Depuis 2008, la compétition n'existe plus, j'avais donc bien fait de faire la photo en 2002...

le alain batchi
Le site d'Alain Dodeler : alain-dodeler.fr

mardi 20 mai 2014

Vive la grève !!! par Alain Dodeler



il y a maintenant quelques années des amies hongroises
étaient venues passer le week-end à l'hôtel Dodeler.
Mais surprise en arrivant à l'aéroport, il y avait
grève des bagagistes
et donc l'une d'elles se retrouva contrainte de rester
quelques jours de plus pour récupérer sa valise.
Nous avons donc profité de ce temps, une fois son amie partie,
pour poursuivre les ballades dans Paris,
et un soir en rentrant après avoir visité une expo
je lui proposai de poser pour moi,
et elle fût d'accord pour cet échange de regards.
En voici donc une image, un peu inspirée par " la prière de Man Ray "
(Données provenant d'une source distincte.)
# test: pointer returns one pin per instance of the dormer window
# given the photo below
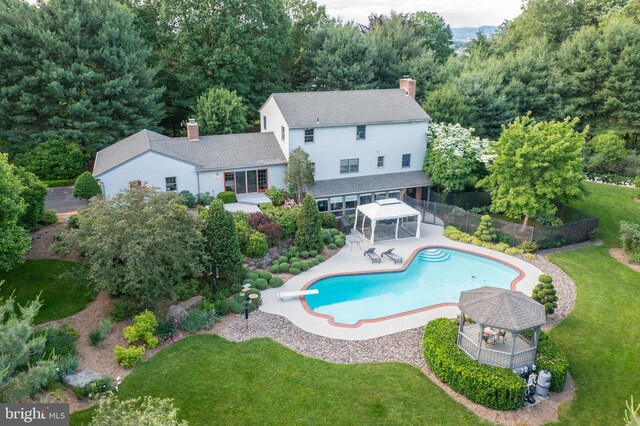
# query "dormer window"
(308, 136)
comme Brassens qui remercie l'orage, moi je remercie les grévistes.
Hélas cela n'arriva plus !

Le site d'Alain Dodeler : alain-dodeler.fr

dimanche 19 janvier 2014

Photo hongroise d'Alain Dodeler : le puli et le coupeur de jonc

dans mes années hortobagyiennes du siècle dernier
ma participation à l'alkototabor de février mars,
me donnait le temps, à moi le citadin, de déambuler
dans cette plaine nommée Puzta et parfois d'y croiser
ces gens qui y vivaient et y travaillaient.
Ce jour là je me baladais le long d'un petit lac et
regardais ces coupeurs de joncs qui profitaient
du gel pour faucher les roseaux et préparer ces petits paquets
en faisant ces cabanes qui deviendront plus tard
toitures pour maisons.
Le puli du monsieur m'avait accueilli gentiment
pendant mes prises de vues, et là repartait à la maison
en suivant le vélo du monsieur.
Je retrouvais le monsieur et le chien quelques minutes plus tard
au fogado, le bistrot du coin, et du coup ben, je lui payais une bonne palinka,
qui en amena bien d'autres avec les collègues du monsieur.
Comme quoi on peut beaucoup boire, sans parler le hongrois,
dans la Hongrie profonde.
J'habitais juste au dessus heureusement...

le alain batchi

Le site d'Alain Dodeler : alain-dodeler.fr

dimanche 8 décembre 2013

Photo hongroise de décembre 2013 par Alain Dodeler

Voilà, l'édition de sziget est finie.
C'est juste le temps pour l'équipe de la grande scène
de se retrouver pour une photo souvenir
(pour une fois je suis dessus)
et donc, le responsable de la grande scène,
les chefs des techniciens, de la logistique transport,
des gens du restaurant, de l'entretien et bien sûr
les " baby siter ", ces gens qui accueillent et s'occupent
des artistes de leur arrivée à Budapest jusqu'à leur départ.
Une grande famille, que personne ne connait, mais sans qui
le festival ne fonctionnerait pas.
Je suis fier de faire partie de cette famille.